Le lendemain je sus que le général Gourgaud lui avait sauvé la vie en abattant à ses pieds un Cosaque dont la lance allait l'atteindre. Il n'y avait là qu'une partie de la vieille garde; un des sous-officiers, qu'une blessure retenait en arrière, me dit que l'Empereur était retourné à Brienne, et qu'il craignait bien, d'après l'avis de son général, qu'il ne se trompât sur les mouvemens de l'ennemi. «Les pékins, disait-il, à qui nous avons enseigné leur métier, viennent nous attaquer cent contre cinquante. Quel guignon d'être là en traînard! Si du moins un boulet eût daigné m'emporter, je n'aurais pas la douleur de voir les amis en ligne et de ne pas y être.» J'avançais à travers champs: des fuyards m'apprirent qu'on était en retraite sur Troyes. Je ne savais rien de Ney; je tombai dans un découragement que ne m'avaient pas donné les horreurs de la guerre de Russie.
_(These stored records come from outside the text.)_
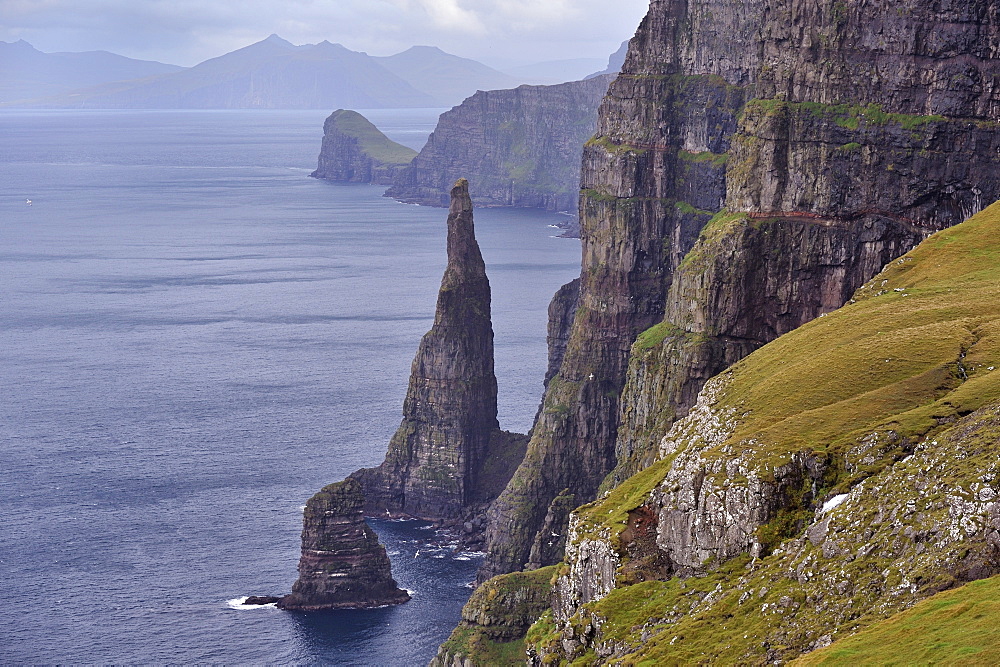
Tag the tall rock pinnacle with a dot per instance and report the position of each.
(449, 453)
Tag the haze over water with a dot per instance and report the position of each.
(195, 338)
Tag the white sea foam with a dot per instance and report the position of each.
(237, 603)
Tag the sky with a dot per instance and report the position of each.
(186, 32)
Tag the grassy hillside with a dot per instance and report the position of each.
(895, 399)
(957, 627)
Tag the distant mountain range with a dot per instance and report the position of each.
(270, 74)
(27, 73)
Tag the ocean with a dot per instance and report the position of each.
(195, 337)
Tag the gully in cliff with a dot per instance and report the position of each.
(343, 566)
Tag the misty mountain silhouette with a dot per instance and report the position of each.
(276, 74)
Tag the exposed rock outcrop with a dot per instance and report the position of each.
(832, 478)
(343, 566)
(496, 619)
(356, 151)
(806, 144)
(449, 455)
(518, 147)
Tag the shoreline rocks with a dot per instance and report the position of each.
(343, 565)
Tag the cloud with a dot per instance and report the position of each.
(448, 15)
(188, 31)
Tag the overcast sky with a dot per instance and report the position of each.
(185, 32)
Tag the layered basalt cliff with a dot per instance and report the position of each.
(355, 151)
(518, 147)
(753, 166)
(343, 566)
(449, 456)
(496, 619)
(836, 476)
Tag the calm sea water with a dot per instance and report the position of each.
(195, 337)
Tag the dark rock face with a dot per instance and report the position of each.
(356, 151)
(834, 136)
(258, 600)
(518, 147)
(449, 453)
(343, 566)
(496, 619)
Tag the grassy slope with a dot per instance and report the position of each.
(918, 349)
(371, 140)
(507, 604)
(951, 628)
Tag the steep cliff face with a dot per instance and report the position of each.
(802, 145)
(343, 566)
(356, 151)
(449, 454)
(836, 476)
(518, 147)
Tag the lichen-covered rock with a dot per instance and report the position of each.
(356, 151)
(449, 454)
(342, 566)
(518, 147)
(803, 145)
(832, 478)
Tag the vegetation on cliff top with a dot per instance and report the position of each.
(372, 142)
(496, 617)
(954, 627)
(899, 393)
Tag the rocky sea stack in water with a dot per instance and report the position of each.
(449, 456)
(343, 566)
(355, 151)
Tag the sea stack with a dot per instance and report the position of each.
(449, 454)
(355, 151)
(342, 566)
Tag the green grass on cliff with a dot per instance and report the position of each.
(496, 617)
(371, 140)
(957, 627)
(848, 116)
(916, 351)
(919, 347)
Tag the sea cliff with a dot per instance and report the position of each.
(752, 167)
(355, 151)
(518, 147)
(449, 457)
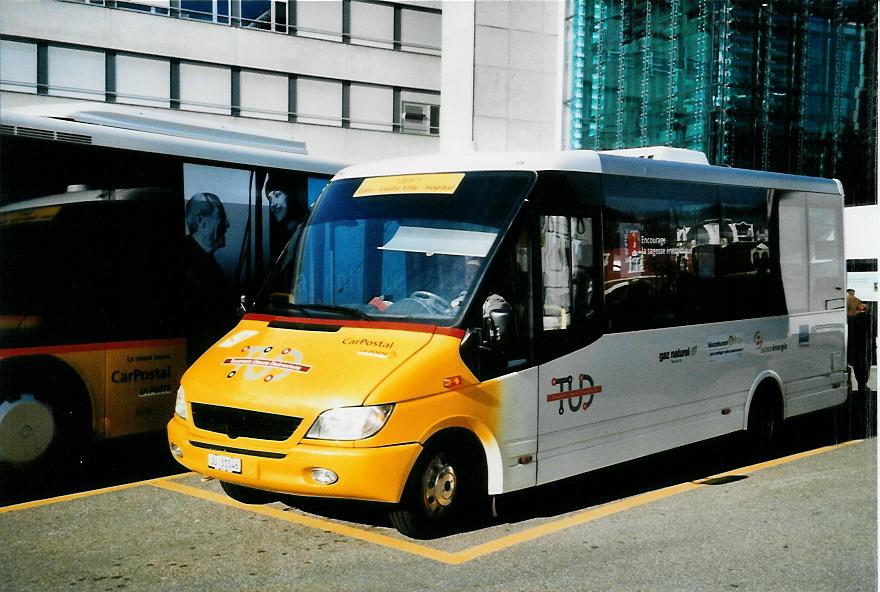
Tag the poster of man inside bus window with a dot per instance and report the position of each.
(236, 223)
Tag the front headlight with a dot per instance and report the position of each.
(180, 404)
(350, 423)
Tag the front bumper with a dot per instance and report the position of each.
(373, 474)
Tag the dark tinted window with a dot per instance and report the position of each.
(685, 253)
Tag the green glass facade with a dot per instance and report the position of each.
(780, 85)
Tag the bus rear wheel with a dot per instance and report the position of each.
(443, 491)
(41, 421)
(765, 423)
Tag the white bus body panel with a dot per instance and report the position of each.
(670, 387)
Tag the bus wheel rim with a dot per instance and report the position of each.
(27, 428)
(440, 485)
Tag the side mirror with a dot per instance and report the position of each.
(502, 329)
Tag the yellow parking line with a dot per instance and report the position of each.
(74, 496)
(477, 551)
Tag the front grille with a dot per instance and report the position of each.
(242, 423)
(242, 451)
(75, 138)
(29, 132)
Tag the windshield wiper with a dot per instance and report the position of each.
(345, 311)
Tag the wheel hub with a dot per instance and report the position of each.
(440, 485)
(27, 428)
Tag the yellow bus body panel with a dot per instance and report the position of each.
(302, 373)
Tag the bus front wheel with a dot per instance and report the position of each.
(444, 488)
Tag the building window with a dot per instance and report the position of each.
(263, 96)
(319, 101)
(18, 68)
(207, 89)
(143, 81)
(76, 73)
(372, 25)
(371, 107)
(319, 20)
(420, 31)
(212, 11)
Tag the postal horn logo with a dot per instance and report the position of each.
(266, 363)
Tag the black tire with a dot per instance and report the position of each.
(247, 495)
(443, 493)
(44, 404)
(765, 424)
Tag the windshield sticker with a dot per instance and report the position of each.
(24, 216)
(266, 363)
(438, 183)
(574, 396)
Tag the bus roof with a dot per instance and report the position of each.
(653, 162)
(137, 128)
(77, 196)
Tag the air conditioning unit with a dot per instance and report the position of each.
(415, 117)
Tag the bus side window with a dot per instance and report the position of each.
(507, 288)
(568, 282)
(567, 271)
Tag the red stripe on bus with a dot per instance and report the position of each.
(592, 390)
(86, 347)
(419, 328)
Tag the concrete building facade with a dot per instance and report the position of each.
(355, 80)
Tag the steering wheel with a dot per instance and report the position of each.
(435, 304)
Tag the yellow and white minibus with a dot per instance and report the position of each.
(446, 327)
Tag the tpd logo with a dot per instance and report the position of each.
(574, 396)
(266, 363)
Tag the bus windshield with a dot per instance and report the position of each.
(405, 248)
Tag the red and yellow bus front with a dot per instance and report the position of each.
(351, 360)
(322, 409)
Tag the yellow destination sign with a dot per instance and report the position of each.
(22, 216)
(441, 183)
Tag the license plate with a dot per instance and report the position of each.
(227, 464)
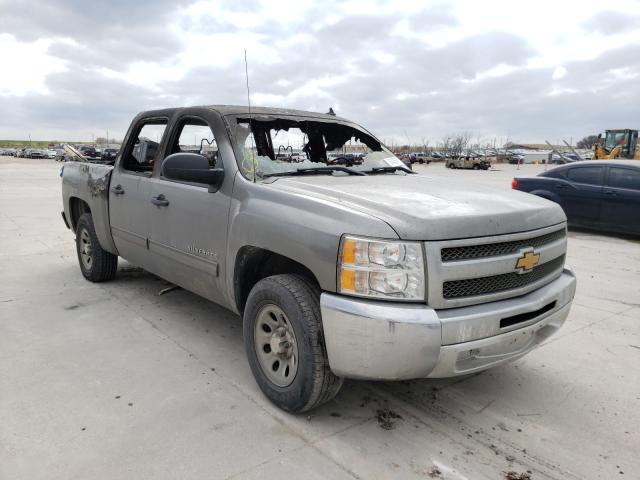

Pour la première fois la terre française subissait l'affront d'une invasion: non, jamais mon cœur ne reçut de plus douloureuses blessures. Les troupes, dont les mouvemens se croisaient, n'avaient plus cet air d'une confiance insouciante qui ressemblait si fort à la conviction de vaincre: l'issue de cette bataille éveilla même la désertion dans nos rangs. Le commerce des proclamations allait son train; ces demi-victoires, qui nous affaiblissaient sans nous servir, qui nous faisaient reculer à chaque effort, commençaient à diminuer la fidélité au drapeau, par la trop juste conviction qu'il ne restait plus rien à faire à la valeur contre le nombre. L'ennemi nous fit plus de quatre mille prisonniers, et on perdit beaucoup d'artillerie.
Je crois avoir dit déjà que je connaissais une femme qui avait eu des relations intimes avec le roi Murat: je ne la désignerai que par son prénom de Noémi; elle avait une sœur mariée à Troyes, et s'y trouvait au moment de la retraite de La Rothière. Elle m'accueillit avec les larmes aux yeux: «Qui eût jamais pensé cela de Joachim? me dit-elle; comment! il trahit la France, son beau-frère, il se fait l'allié de l'Autriche.
«—Est-il vrai? est-il possible?
«—Ce n'est que trop vrai;» et elle me montra une preuve écrite, à la date du 2 janvier, qui ne laissait guère douter du projet de Murat de préférer l'alliance de l'Autriche à celle de sa patrie.